EQ-5D-5L, EuroQol 5 dimensions; ICPC-2, International Classification of Primary Care 2nd edition; ÖMPSQ-SF, Örebro Musculoskeletal Pain Screening Questionnaire Short Form; MSK-HQ, Musculoskeletal Health Questionnaire; NRS, Numeric Rating Scale; STarT MSK, Keele STarT MSK tool.
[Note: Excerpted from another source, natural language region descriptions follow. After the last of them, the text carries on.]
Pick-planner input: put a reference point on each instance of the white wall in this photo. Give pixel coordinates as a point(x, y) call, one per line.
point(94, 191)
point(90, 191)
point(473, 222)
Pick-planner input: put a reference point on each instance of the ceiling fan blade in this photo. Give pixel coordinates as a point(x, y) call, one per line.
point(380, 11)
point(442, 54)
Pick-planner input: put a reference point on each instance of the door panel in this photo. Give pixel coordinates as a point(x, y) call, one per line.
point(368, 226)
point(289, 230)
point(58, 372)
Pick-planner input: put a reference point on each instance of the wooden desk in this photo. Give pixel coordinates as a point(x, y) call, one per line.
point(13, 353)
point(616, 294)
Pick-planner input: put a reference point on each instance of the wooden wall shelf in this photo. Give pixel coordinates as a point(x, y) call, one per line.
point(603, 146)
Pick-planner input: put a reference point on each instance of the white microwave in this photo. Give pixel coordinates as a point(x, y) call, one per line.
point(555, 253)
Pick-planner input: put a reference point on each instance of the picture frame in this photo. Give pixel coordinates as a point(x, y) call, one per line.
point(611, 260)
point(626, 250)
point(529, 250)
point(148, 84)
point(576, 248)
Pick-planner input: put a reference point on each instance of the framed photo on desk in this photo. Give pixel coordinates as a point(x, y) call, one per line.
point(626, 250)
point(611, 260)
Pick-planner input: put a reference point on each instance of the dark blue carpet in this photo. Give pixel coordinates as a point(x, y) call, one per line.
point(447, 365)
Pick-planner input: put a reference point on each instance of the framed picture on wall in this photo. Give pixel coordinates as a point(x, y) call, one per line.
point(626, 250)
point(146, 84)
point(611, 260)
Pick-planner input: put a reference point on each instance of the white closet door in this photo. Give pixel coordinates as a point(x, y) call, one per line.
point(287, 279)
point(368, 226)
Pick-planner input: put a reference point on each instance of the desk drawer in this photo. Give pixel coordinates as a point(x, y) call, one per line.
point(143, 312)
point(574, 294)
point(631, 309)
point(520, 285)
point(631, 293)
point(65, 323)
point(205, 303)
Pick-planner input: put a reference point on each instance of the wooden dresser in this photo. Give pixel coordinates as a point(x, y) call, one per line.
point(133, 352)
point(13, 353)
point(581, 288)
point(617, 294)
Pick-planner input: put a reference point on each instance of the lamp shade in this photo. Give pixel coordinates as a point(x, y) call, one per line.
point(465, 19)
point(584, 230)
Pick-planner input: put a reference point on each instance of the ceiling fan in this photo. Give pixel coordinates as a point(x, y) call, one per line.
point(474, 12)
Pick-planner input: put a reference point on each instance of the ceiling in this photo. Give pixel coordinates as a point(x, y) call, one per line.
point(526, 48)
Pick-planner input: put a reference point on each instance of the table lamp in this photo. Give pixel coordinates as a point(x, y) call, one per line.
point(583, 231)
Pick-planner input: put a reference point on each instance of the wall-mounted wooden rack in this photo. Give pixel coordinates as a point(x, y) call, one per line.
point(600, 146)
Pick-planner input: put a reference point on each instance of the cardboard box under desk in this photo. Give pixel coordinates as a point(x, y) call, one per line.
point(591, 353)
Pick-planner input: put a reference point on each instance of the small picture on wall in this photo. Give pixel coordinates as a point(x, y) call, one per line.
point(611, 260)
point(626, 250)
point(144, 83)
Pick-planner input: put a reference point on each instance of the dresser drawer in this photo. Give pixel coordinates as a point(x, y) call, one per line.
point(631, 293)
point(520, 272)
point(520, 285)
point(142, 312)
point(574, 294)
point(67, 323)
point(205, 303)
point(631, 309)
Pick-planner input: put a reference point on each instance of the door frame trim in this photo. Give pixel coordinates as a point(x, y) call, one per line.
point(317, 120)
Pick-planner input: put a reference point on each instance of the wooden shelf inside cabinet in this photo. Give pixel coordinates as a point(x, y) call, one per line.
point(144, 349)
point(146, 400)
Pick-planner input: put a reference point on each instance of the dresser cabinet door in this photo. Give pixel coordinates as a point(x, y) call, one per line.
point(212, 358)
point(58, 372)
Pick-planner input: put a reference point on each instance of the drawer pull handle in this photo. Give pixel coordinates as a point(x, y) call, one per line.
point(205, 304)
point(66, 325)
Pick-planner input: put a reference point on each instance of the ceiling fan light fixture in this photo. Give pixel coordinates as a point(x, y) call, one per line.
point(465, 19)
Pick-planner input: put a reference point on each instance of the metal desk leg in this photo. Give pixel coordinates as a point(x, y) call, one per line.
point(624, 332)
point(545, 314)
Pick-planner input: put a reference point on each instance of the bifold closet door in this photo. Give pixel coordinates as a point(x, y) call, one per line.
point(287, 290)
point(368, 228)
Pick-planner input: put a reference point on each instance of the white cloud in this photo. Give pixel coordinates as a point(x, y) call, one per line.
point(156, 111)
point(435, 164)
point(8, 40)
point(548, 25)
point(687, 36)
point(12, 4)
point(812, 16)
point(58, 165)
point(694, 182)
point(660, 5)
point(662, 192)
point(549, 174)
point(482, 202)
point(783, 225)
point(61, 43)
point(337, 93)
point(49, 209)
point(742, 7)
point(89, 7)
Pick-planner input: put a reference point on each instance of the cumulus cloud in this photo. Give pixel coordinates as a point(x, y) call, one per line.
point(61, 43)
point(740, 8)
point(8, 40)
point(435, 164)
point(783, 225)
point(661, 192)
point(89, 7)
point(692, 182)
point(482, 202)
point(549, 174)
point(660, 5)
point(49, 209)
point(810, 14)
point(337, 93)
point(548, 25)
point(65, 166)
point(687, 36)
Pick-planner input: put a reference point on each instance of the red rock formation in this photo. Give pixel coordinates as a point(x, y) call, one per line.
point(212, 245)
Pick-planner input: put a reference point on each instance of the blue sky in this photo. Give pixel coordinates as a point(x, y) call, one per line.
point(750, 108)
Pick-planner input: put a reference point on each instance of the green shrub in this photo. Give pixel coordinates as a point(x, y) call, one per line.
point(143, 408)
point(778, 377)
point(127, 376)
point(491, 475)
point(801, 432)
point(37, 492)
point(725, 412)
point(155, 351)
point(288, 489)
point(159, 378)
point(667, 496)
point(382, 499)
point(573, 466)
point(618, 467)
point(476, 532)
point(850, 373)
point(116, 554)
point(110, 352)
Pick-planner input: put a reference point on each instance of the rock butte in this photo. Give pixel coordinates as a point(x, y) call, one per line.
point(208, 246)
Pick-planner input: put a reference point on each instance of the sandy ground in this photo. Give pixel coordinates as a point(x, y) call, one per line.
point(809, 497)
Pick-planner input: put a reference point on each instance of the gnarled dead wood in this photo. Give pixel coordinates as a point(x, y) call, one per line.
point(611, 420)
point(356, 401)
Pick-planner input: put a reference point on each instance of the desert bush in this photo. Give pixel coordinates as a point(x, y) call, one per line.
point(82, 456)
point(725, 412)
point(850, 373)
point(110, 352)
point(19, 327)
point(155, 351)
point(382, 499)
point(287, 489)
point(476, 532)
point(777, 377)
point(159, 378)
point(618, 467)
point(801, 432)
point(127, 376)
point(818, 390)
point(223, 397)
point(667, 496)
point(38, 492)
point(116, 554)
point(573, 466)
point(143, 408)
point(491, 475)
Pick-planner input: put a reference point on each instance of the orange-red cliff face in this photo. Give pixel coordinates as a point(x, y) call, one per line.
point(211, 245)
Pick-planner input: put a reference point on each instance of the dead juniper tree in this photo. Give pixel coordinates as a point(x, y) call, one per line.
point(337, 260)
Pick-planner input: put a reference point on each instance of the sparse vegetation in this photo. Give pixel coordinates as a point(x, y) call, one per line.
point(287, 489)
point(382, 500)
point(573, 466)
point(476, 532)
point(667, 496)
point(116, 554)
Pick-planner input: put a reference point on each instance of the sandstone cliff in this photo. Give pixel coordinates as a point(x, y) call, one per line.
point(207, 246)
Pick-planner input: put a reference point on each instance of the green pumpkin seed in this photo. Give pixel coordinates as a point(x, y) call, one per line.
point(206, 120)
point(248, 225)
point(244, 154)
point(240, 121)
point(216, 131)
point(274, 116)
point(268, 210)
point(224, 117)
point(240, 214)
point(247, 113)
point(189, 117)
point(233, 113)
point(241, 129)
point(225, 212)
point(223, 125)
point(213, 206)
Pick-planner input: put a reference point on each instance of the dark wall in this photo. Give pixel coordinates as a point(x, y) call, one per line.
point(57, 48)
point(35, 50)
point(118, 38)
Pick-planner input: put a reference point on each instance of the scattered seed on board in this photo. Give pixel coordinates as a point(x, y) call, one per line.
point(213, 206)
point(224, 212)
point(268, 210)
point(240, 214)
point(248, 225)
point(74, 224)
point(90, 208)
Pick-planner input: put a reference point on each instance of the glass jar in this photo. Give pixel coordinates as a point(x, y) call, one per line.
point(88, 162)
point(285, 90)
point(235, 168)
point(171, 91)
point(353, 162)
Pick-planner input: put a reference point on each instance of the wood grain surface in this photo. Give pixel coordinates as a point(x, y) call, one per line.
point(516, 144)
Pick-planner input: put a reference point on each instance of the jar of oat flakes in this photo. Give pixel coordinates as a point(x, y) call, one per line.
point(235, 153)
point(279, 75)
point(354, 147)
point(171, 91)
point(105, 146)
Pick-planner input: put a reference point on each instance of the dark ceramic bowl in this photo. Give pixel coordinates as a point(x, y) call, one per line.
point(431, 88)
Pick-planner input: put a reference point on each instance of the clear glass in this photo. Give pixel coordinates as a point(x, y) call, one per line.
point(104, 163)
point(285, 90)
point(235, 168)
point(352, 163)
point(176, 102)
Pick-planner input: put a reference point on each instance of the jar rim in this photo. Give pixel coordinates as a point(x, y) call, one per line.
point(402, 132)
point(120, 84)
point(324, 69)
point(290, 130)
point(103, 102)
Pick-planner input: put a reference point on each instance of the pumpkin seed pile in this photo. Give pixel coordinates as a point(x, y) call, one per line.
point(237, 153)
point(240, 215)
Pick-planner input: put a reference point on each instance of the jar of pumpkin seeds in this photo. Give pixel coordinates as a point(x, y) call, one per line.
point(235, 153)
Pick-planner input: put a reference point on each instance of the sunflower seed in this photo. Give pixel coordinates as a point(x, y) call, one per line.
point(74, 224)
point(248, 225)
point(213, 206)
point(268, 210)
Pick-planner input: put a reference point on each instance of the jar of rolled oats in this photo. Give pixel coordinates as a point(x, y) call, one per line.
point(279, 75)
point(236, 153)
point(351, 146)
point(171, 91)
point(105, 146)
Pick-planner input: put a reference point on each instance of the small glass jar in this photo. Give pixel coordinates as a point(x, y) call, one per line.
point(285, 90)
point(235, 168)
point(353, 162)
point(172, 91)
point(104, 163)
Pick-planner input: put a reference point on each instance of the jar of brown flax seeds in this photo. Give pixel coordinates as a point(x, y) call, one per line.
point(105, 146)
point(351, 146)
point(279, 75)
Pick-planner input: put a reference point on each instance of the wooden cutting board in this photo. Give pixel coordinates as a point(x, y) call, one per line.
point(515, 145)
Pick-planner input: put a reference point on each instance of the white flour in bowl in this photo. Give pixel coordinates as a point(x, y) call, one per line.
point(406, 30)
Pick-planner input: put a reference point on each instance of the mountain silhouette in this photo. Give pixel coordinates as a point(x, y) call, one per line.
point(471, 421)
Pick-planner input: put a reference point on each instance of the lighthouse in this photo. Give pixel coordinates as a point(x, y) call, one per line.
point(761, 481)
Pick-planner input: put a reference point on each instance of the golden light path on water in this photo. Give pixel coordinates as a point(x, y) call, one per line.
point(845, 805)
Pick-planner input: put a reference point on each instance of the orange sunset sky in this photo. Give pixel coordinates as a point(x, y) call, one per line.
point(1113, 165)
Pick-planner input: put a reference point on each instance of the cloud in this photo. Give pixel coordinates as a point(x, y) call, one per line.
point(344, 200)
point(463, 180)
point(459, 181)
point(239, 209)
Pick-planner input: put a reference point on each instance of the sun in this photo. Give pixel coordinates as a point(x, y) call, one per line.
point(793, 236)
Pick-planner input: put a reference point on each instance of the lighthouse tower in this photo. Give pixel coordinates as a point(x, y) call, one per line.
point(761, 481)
Healthcare utilisation, productivity loss, cost estimation and effect

Table 2 shows healthcare utilisation and productivity loss aggregated for 1 year of follow-up for all participants. Table 3 shows total costs related to healthcare utilisation and productivity loss aggregated for 1 year of follow-up. Costs were mainly related to productivity loss, accounting for 89% of total costs during the 1 year of follow-up. A total of 137 participants (25%) were defined as having high costs related to healthcare utilisation and productivity loss (≥ €46 340), healthcare utilisation (≥€3869), and productivity loss (≥€41 854). A total of three participants (0.3%) with societal costs >€91 810 were defined as outliers. All outliers had costs related to primary, secondary and tertiary healthcare use, and costs related to absenteeism and work assessment allowance.

Table 2.

Healthcare utilisation and productivity loss aggregated for 1 year of follow-up

	All participants (n=549)	Missing, n (%)
Primary care
Participants with primary care consultation, n (%)		0 (0)
General practitioner	538 (98)
Physiotherapist	266 (49)
Chiropractor	98 (18)
Emergency room	118 (22)
No primary care consultation	7 (1)
Numbers of consultations, median (IQR)*		0 (0)
General practitioner	11 (6–16)
Physiotherapist	17 (6–31)
Chiropractor	5 (3-9)
Emergency room	1 (1–1)
Secondary/tertiary care
Participants with secondary/tertiary care consultation, n (%)		0 (0)
Outpatient contact	333 (61)
Day surgery	48 (9)
Ordinary admission with overnight stay	60 (11)
Other admissions without overnight stay	93 (17)
No secondary/tertiary care consultation	195 (36)
Numbers of consultations, median (IQR)*		0 (0)
Outpatient contact	2 (1–4)
Day surgery	1 (1–1)
Ordinary admission with overnight stay	1 (1–2)
Other admissions without overnight stay	1 (1–3)
Duration of ordinary admission with overnight stay in days, median (IQR)†	2 (1–4)
Productivity loss
Participants with productivity loss, n (%)		0 (0)
Sick leave	537 (98)
Work assessment allowance	146 (27)
Disability benefits	18 (3)
Duration of productivity loss in days, median (IQR)‡		0 (0)
Sick leave	47 (20–85)
Work assessment allowance	0 (0–8)
Disability benefits	0 (0–0)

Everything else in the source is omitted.